Continuous-Time RL
Paper Codebase

Random time and regret bound

This page extends the deterministic finite-horizon theory in 2 directions. First, it shows that the value-flow and $q$-rate analysis remains valid when holding times are random. Second, it adds a more refined statistical argument that lifts one-step regression control to a cumulative sup-norm bound, leading to a sample-complexity and regret statement for the practical critic.

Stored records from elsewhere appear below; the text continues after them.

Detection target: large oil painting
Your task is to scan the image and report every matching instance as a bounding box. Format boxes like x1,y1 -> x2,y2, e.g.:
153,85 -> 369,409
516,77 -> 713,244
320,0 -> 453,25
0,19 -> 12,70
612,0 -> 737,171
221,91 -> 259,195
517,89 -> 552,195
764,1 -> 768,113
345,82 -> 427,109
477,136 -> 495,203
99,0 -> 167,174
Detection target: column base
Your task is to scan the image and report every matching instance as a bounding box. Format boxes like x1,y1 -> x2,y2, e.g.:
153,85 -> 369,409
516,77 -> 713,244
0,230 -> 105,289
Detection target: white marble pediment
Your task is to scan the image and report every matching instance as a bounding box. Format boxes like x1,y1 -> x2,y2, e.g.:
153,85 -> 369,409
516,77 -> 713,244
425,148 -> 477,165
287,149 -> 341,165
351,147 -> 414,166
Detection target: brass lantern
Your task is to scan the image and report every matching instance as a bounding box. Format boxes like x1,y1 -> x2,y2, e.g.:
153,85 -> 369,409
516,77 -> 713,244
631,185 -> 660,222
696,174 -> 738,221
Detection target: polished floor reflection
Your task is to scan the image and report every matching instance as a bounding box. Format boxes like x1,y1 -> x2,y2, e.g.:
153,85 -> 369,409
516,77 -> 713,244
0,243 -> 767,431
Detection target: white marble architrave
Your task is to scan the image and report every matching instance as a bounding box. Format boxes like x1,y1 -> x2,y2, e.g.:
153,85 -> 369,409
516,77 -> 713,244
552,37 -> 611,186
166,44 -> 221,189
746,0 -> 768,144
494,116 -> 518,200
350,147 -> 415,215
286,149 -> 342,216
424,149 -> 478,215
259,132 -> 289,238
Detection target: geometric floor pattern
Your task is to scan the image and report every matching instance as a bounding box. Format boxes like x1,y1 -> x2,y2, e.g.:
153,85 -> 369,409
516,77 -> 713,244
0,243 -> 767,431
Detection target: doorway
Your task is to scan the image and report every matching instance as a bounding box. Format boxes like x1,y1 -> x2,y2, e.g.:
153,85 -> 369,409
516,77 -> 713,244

1. Why random time needs its own argument

Our work is motivated by irregular event times, so the deterministic increment $u$ should not be the end of the story. We therefore replace a fixed holding time by a random variable $U \in (0,1]$ and asks whether the same bias and convergence logic survives after averaging over that randomness.

The key simplification is that most deterministic Hamiltonian bias bounds depend only on powers of $u$. Once this is true, the random-time extension is obtained by taking expectations, so powers such as $u^{\gamma}$ become moments $\mathbb{E}[U^{\gamma}]$.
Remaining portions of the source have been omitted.